India’s energy trade is characterized by a pronounced dependence on foreign hydrocarbons: it is the world’s second‑largest crude importer after China, reflecting substantial reliance on overseas supplies to meet domestic demand. Net crude imports climbed from 171.73 Mt in 2011–12 to 226.95 Mt in 2020–21 and about 232.5 Mt in 2022–23, exposing the economy to international price and supply fluctuations. Natural gas imports, largely in the form of LNG, rose from 18 BCM in 2011–12 to 32.86 BCM in 2020–21 and to 35.5 BCM in 2022–23, registering a compound annual growth rate of roughly 9.4% over the decade and signalling rapid growth in gas consumption and LNG infrastructure.
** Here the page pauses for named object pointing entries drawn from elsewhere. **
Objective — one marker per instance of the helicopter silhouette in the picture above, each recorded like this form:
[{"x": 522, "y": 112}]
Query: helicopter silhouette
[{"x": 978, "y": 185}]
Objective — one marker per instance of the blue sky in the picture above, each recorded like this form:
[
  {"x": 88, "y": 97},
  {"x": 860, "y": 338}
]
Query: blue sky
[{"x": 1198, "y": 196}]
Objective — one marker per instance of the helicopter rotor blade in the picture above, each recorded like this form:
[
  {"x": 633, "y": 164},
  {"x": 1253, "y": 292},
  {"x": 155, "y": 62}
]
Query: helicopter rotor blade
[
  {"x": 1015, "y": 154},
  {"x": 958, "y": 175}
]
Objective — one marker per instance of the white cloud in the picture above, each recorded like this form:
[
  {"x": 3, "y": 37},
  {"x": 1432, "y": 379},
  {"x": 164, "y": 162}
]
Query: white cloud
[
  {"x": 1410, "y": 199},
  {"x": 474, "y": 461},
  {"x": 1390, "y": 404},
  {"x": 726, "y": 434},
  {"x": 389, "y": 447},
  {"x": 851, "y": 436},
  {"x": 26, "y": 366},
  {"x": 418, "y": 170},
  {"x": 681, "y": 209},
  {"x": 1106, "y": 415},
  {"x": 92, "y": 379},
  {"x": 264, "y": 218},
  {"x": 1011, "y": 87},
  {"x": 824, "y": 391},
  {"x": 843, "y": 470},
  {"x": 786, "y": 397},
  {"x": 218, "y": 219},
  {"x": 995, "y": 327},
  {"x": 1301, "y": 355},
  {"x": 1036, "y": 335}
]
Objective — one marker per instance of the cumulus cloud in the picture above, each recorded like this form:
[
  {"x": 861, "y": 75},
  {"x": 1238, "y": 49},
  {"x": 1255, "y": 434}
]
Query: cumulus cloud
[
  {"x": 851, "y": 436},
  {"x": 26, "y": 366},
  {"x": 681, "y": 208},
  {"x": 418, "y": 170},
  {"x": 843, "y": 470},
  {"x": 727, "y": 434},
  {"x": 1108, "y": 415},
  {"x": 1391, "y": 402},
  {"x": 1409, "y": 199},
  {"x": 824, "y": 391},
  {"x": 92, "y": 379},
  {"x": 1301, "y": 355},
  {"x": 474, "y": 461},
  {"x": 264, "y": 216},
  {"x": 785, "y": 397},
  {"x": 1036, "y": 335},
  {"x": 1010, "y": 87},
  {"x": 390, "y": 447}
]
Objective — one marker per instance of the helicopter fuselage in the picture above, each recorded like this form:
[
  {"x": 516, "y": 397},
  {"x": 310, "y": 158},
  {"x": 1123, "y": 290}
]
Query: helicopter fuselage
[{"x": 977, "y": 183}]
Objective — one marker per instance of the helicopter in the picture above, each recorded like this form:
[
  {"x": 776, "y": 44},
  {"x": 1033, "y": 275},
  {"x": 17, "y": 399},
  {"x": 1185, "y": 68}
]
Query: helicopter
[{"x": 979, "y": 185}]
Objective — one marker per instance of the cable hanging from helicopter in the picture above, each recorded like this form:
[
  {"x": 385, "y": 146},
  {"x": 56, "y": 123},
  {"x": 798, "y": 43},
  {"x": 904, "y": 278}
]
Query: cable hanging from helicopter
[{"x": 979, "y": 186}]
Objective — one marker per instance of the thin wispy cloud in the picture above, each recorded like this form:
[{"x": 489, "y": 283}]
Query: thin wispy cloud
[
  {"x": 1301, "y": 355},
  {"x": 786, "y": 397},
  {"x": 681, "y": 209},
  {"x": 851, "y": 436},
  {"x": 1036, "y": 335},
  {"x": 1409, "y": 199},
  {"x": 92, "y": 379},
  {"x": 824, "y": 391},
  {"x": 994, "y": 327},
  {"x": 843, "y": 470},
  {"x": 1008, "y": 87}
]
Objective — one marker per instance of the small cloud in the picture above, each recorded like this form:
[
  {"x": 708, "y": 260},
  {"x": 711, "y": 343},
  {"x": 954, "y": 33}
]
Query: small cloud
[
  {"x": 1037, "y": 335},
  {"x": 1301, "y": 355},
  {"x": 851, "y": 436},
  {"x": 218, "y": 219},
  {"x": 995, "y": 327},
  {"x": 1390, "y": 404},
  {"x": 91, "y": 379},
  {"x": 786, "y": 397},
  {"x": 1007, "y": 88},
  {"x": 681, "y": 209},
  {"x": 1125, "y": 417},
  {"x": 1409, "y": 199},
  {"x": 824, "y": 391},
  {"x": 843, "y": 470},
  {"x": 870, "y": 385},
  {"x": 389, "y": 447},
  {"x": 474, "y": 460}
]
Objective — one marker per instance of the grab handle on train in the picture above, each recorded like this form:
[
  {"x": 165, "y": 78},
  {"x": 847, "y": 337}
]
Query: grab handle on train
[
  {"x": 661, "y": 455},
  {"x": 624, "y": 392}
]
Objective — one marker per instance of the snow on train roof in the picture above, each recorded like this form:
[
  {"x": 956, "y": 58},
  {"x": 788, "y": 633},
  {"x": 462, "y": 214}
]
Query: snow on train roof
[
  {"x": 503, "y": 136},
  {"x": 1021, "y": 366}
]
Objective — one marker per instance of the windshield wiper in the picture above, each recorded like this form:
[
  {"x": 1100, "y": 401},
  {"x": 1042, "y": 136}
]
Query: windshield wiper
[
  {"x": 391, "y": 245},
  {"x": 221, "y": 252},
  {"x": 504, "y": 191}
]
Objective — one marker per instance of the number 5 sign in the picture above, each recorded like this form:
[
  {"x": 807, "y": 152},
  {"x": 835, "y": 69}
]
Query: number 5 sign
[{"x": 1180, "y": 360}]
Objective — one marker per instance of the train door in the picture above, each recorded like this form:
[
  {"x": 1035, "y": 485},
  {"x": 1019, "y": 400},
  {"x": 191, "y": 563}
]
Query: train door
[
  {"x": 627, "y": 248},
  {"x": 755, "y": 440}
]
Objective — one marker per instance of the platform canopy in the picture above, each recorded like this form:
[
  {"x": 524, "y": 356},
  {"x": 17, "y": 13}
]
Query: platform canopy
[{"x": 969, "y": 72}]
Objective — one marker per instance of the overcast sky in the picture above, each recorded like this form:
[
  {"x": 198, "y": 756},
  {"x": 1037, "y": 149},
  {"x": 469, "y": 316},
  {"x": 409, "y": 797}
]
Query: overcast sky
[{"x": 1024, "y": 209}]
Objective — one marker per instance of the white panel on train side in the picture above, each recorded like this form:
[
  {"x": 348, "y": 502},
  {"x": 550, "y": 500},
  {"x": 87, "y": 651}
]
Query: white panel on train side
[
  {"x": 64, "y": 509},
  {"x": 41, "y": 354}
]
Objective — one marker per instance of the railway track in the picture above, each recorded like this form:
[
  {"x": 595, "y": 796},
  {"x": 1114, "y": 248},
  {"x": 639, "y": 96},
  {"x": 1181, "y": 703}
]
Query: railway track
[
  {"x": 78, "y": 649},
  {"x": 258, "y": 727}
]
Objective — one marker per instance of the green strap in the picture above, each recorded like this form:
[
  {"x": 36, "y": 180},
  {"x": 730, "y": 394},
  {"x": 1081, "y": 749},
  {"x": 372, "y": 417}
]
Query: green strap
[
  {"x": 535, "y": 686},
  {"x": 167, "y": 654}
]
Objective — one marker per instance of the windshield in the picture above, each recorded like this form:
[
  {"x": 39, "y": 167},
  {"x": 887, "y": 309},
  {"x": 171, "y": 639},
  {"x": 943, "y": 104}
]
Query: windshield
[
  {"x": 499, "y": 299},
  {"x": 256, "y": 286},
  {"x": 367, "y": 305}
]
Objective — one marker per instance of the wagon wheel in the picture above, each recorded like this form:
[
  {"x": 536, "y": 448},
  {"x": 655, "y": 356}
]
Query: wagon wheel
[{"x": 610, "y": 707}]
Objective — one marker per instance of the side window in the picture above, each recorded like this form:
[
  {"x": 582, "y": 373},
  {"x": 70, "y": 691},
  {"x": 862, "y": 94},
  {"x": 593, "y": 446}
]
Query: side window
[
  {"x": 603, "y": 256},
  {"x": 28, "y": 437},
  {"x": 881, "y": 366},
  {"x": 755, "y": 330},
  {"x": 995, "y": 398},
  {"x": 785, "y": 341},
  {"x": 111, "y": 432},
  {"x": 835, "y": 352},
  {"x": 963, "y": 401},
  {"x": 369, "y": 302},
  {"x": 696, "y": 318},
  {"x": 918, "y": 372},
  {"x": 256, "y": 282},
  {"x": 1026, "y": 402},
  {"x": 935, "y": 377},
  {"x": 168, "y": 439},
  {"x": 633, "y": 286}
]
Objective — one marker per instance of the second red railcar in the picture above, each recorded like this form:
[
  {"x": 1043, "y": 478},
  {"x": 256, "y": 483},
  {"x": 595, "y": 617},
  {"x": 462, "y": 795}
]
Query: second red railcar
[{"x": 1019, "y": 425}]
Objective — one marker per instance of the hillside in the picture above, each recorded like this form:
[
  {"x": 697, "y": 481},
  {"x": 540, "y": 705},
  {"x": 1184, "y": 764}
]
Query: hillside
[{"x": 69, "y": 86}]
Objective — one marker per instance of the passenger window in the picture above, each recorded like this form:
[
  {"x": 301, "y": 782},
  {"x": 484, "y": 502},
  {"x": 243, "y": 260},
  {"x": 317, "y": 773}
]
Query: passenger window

Despite upstream scarcity, India has built substantial refining capacity and is a net exporter of refined petroleum products: exports increased from 38.94 Mt in 2008–09 to 56.76 Mt in 2020–21 and were about 62 Mt in 2022–23. This contrast—high import dependence for feedstocks alongside strong downstream processing and product trade—illustrates a spatial and functional divergence between resource endowments and industrial capability. In 2022–23 import dependence was estimated at 87.3% for crude oil and 47.3% for natural gas, quantifying vulnerability to external disruption and underscoring the limited size of domestic reserves.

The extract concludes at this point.